Quando um homem escreve na parede, seu instinto o leva a escrever mais ou menos na altura de seus olhos. Ora, aquelas letras estavam só um pouco acima de um metro e oitenta. Brincadeira de criança.
– E a sua idade? – perguntei.
– Bem, se um homem pode dar uma passada de quase um metro e meio sem o menor esforço, não pode estar nos seus anos murchos. Essa era a largura de uma poça d’água no caminho do jardim que ele evidentemente atravessou. As botas de verniz contornaram a poça d’água, mas as botas de bico quadrado tinham pulado por cima. Não há nenhum mistério. Estou simplesmente aplicando à vida comum alguns daqueles preceitos de observação e dedução que defendi em meu artigo. Há mais alguma coisa que o intriga?
– As unhas e o charuto Trichinopoly – sugeri.
– As letras na parede foram feitas com o dedo indicador de um homem banhado no sangue. A minha lente me permitiu observar que o reboco foi levemente arranhado na operação, o que não teria acontecido se a unha do homem estivesse cortada. Juntei um pouco das cinzas espalhadas pelo chão. Eram de cor escura e flocosas, como só as cinzas de um Trichinopoly sabem ser. Fiz um estudo especial sobre cinzas de charuto... para falar a verdade, escrevi uma monografia sobre o assunto. Eu me vanglorio de saber distinguir com um olhar as cinzas de qualquer marca conhecida, seja de charuto, seja de tabaco. É nesses detalhes que o detetive talentoso se diferencia do tipo de Gregson e Lestrade.

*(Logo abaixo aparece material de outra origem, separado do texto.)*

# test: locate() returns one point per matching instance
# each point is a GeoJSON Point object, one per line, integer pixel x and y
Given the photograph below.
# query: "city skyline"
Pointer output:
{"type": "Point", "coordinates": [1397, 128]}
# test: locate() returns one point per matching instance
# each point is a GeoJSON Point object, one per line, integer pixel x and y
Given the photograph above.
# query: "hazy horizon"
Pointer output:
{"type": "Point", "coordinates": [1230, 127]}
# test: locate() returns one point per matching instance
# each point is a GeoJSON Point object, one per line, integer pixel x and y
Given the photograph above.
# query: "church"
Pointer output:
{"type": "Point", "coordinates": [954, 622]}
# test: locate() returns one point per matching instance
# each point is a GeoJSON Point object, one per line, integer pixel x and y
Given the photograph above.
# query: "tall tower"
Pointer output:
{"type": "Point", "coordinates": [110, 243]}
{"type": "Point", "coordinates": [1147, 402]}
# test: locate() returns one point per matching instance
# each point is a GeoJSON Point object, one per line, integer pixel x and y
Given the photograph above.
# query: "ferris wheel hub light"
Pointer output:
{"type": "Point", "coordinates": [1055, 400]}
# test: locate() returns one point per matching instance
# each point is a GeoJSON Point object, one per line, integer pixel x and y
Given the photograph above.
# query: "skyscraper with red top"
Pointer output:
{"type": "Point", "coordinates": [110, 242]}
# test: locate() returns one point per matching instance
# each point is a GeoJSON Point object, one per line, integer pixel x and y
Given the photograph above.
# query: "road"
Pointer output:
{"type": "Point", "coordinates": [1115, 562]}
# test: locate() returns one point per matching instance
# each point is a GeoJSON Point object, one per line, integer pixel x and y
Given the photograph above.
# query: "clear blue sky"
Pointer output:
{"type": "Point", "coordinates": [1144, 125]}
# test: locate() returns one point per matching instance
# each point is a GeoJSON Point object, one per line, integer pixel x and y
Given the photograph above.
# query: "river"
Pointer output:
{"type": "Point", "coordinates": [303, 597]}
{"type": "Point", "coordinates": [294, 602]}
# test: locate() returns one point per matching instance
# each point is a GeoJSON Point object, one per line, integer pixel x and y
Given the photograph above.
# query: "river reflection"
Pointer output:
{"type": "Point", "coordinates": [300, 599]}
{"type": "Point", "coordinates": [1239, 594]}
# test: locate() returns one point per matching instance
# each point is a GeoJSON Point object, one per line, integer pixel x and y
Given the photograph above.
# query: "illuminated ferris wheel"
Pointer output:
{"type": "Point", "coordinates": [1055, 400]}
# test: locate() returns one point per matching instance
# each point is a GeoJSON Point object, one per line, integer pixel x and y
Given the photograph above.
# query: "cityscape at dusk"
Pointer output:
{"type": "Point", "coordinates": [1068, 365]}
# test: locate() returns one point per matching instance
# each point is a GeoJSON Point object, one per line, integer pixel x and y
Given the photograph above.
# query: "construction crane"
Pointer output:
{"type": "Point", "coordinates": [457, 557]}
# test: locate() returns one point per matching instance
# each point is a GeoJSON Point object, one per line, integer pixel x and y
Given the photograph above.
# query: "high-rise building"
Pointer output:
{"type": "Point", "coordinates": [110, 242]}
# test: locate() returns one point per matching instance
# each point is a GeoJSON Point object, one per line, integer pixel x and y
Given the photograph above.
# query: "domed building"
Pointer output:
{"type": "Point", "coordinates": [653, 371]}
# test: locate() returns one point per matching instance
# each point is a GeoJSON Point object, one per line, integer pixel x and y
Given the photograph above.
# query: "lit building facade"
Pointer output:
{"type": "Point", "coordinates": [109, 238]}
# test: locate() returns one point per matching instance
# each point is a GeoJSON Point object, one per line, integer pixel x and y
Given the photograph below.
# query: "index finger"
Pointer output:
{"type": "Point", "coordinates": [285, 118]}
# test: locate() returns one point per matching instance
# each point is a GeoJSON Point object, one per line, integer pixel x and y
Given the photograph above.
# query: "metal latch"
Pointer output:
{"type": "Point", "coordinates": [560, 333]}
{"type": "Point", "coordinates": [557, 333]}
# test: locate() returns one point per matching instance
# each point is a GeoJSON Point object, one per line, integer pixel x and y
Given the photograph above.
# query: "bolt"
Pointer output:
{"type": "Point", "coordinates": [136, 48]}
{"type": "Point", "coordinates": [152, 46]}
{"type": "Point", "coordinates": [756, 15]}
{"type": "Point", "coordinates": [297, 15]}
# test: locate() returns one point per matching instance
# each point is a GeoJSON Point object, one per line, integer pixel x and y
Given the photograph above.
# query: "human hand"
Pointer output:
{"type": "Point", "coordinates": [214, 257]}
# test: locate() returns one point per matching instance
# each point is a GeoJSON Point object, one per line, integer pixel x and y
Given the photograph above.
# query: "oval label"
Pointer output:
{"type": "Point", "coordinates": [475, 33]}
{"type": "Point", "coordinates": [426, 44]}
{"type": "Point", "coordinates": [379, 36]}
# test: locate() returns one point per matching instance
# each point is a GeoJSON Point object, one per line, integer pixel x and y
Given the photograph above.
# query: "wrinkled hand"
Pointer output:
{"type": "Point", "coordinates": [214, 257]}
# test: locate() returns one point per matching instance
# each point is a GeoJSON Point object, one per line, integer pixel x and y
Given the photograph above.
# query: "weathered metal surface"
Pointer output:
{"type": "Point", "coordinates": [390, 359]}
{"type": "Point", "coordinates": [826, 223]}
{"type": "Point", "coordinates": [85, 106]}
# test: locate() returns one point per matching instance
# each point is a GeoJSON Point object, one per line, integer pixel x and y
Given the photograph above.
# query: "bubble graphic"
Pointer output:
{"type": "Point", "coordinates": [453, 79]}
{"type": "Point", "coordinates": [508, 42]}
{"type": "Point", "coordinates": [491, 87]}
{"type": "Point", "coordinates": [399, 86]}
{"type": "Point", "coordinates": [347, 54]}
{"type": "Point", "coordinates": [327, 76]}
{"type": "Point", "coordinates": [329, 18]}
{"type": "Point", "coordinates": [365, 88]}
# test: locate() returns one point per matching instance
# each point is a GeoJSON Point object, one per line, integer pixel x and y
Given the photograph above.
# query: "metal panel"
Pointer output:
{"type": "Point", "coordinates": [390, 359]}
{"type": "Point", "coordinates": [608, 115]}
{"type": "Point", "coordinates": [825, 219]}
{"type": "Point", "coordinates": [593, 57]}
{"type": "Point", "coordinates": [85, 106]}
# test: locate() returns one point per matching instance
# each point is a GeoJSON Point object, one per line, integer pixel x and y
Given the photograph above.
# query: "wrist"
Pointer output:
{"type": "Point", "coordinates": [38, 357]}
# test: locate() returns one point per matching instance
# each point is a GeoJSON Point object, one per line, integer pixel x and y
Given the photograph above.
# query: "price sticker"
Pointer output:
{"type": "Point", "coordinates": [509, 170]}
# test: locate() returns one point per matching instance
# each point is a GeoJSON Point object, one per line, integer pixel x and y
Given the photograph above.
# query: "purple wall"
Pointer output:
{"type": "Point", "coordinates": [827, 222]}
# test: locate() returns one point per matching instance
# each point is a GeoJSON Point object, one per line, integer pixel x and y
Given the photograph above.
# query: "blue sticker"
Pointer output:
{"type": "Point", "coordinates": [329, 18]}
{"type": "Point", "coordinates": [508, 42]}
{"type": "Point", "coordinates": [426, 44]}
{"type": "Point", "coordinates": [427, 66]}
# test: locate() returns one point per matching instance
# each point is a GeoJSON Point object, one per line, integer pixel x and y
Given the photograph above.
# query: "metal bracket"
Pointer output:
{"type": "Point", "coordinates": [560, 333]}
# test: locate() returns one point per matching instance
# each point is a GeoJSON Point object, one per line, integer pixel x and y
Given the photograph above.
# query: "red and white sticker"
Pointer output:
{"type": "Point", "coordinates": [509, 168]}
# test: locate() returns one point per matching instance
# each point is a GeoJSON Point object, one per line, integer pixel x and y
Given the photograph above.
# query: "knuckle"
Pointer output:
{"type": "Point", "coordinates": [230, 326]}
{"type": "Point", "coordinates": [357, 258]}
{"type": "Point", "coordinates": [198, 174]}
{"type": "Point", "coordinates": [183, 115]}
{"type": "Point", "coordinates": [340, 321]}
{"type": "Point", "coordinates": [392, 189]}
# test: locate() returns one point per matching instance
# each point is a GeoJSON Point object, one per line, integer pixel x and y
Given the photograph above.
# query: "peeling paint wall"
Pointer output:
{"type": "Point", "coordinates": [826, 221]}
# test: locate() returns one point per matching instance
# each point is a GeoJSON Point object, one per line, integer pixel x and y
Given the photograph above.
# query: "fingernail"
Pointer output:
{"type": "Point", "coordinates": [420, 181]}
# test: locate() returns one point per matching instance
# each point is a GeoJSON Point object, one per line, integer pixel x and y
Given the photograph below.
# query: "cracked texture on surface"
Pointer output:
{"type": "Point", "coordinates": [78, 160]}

– E o rosto corado? – perguntei.
– Ah, essa foi uma conjetura mais ousada, embora não tenha dúvida de que estou certo. Mas não deve me perguntar sobre isso nesse momento.
Passei a mão pela testa.
– Minha cabeça está num redemoinho – observei. – Quanto mais se pensa neste caso, mais misterioso ele fica. Como é que esses dois homens (se é que havia dois homens) vieram a entrar numa casa vazia? Que fim levou o cocheiro do carro de aluguel que os trouxe? Como é que um homem conseguiu forçar o outro a tomar veneno? De onde veio o sangue? Qual foi o motivo do crime, já que não houve roubo? Como é que apareceu a aliança feminina? Acima de tudo, por que o segundo homem escreveria a palavra alemã RACHE antes de fugir? Confesso que não vejo nenhum modo possível de conciliar todos esses fatos.
Meu companheiro sorriu aprovadoramente.
– Você expõe as dificuldades da situação de forma clara e sucinta – disse. – Há muita coisa que ainda está obscura, embora já tenha tirado as minhas conclusões sobre os fatos principais. Quanto à descoberta do pobre Lestrade, foi simplesmente um subterfúgio destinado a pôr a polícia numa pista falsa, sugerindo socialismo e sociedades secretas. Não foi escrito por um alemão. Se você observasse bem, a forma do A imita um pouco a letra gótica alemã. Ora, um alemão de verdade invariavelmente usa o caractere latino, de modo que podemos afirmar com segurança que o A não foi escrito por um alemão, mas por um imitador desajeitado que exagerou a sua parte. Era simplesmente um ardil para desviar o inquérito para um canal errado. Não vou lhe dizer muito mais sobre o caso, doutor. Você sabe que um mágico não recebe nenhum crédito depois de ter explicado o seu truque, e se eu ficar lhe mostrando como funciona o meu método de trabalho, você vai chegar à conclusão de que sou afinal um sujeito muito comum.
– Jamais chegarei a essa conclusão – respondi. – Você transformou a atividade do detetive numa ciência quase exata de um modo que jamais será igualado neste mundo.
Meu companheiro ruborizou-se de prazer ao ouvir as minhas palavras e o tom sincero com que as pronunciei. Já observara que ele era sensível a elogios sobre a sua arte, como qualquer garota a respeito de sua beleza.
– Vou lhe dizer outra coisa – falou. – As botas de verniz e as botas de bico quadrado vieram no mesmo carro de aluguel, e cruzaram o caminho juntos da forma mais amistosa possível... de braços dados, provavelmente.